Venous Nitric Oxide Metabolites Decrease in Highly Trained Endurance Athletes During Maximal Exerciseby Gilbert W. Gleim, Guillermo A. Zeballos, Beth W. Glace, Gabor Kaley, Thomas H. HintzeLenox Hill Hospital, New York, NY and New York Medical College, Valhalla, NY - last modified 2013-02-09 00:00
Circulation, Vol. 90, No. 4, Part 2, October 1994


Exercise training in animals enhances (1) endothelium-mediated dilation of epicardial coronary arteries, (2) coronary vascular nitric oxide (NO) production, (3) endothelial cell NO synthase gene expression, and (4) endothelial synthesis of NO induced by acetylcholine in skeletal muscle arterioles.

We hypothesized that highly trained human subjects adapt similarly to chronic exercise and that NO metabolites of total nitrates/nitrites would be elevated during exercise. Therefore, 8 highly trained endurance athletes (3 women, 5 men, aged 31 +/- 3 years, VO2max = 71.2 +/- 3.9 ml O2/kg/min) had antecubital vein blood sampled pre and post maximal exercise and 5 of these athletes were also sampled following 10 minutes of exercise at 60 and 75% VO2max.

The NO metabolites, total nitrates/nitrites (uM), were measured by chemiluminescence.
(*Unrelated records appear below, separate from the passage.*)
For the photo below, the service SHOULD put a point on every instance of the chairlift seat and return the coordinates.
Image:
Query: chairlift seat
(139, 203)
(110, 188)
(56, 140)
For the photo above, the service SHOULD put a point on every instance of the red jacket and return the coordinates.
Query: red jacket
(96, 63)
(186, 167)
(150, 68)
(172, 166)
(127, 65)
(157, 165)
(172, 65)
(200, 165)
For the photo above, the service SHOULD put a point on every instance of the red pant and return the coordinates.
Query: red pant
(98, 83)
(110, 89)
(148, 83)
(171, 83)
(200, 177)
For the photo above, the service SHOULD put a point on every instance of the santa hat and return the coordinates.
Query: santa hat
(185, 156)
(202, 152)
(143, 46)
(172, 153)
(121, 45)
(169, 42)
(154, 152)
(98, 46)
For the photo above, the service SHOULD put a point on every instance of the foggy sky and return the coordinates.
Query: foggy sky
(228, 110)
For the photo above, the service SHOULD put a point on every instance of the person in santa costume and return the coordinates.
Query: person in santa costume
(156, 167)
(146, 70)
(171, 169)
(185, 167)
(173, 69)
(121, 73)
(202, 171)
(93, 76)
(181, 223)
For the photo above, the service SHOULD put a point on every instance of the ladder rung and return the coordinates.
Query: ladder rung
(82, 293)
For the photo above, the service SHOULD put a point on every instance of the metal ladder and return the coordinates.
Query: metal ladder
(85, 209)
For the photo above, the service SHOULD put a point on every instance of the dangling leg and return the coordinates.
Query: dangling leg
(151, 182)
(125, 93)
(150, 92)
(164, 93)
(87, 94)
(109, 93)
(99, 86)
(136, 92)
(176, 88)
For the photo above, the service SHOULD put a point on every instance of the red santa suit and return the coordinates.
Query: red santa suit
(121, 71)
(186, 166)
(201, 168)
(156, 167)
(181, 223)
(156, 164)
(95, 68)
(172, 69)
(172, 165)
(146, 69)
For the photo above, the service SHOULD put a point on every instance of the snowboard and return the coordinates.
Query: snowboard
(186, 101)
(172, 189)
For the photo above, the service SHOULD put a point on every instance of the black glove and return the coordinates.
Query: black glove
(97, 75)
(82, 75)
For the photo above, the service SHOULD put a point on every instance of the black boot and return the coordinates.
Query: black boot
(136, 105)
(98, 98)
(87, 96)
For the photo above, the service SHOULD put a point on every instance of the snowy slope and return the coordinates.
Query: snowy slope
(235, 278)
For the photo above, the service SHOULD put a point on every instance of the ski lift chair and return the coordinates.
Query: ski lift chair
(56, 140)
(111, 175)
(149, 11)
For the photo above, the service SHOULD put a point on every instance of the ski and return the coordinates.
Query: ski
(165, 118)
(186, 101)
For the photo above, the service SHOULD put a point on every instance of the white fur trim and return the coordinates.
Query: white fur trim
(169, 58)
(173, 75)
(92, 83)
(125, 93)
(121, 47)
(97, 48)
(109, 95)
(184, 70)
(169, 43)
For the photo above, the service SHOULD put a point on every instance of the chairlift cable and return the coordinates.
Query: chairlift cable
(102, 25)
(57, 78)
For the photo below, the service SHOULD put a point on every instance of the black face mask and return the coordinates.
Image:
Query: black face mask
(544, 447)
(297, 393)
Resting lactate (mM) was .93 +/- .13, and increased to 8.15 +/- .47 (p < .001) at maximum while NO metabolites decreased from 28.2 +/- 5.0 to 7.1 +/- 2.5 (p < .001).
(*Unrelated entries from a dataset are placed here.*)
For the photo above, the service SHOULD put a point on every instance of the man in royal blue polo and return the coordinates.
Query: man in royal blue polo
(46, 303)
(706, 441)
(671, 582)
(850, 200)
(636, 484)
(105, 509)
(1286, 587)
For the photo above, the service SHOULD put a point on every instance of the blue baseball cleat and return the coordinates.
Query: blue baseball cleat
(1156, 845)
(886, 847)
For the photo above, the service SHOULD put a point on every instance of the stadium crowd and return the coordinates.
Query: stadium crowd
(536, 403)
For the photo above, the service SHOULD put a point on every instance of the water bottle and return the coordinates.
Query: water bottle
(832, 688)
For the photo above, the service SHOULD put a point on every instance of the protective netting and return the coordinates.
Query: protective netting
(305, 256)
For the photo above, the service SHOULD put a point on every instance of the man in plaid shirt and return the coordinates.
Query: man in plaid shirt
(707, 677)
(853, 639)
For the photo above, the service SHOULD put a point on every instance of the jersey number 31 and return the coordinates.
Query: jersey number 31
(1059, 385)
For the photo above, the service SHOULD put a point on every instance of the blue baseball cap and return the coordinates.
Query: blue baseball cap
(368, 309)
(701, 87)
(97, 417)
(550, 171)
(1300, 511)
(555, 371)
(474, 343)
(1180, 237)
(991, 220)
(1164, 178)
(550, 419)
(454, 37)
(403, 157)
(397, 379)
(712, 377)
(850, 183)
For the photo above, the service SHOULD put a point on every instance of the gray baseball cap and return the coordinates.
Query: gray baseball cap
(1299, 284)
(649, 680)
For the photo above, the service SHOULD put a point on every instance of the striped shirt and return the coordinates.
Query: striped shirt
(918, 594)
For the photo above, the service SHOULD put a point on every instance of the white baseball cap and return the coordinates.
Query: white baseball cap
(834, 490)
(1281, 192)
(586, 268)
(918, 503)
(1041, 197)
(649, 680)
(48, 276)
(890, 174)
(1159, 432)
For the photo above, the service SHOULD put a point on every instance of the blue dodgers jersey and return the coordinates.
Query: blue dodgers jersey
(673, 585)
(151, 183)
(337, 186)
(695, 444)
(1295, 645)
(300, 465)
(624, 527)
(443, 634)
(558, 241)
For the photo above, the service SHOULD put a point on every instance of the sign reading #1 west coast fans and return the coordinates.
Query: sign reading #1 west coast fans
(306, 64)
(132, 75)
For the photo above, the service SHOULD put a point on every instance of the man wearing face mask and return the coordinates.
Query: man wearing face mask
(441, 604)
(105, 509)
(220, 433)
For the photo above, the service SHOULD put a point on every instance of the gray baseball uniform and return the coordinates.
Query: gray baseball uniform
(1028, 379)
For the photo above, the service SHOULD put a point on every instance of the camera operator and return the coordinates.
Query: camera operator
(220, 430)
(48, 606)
No significant change in NO metabolites occurred with submaximal exercise (48.0 +/- 10.0 and 43.0 +/- 7.3) despite modest elevations (p < .05) in lactate (2.16 +/- .50 and 2.22. +/- .25, respectively).

If the reduction in nitrate/nitrite is not a result of altered NO disposal, these data suggest that NO production is not acutely associated with the high flow rates of maximal exercise in humans.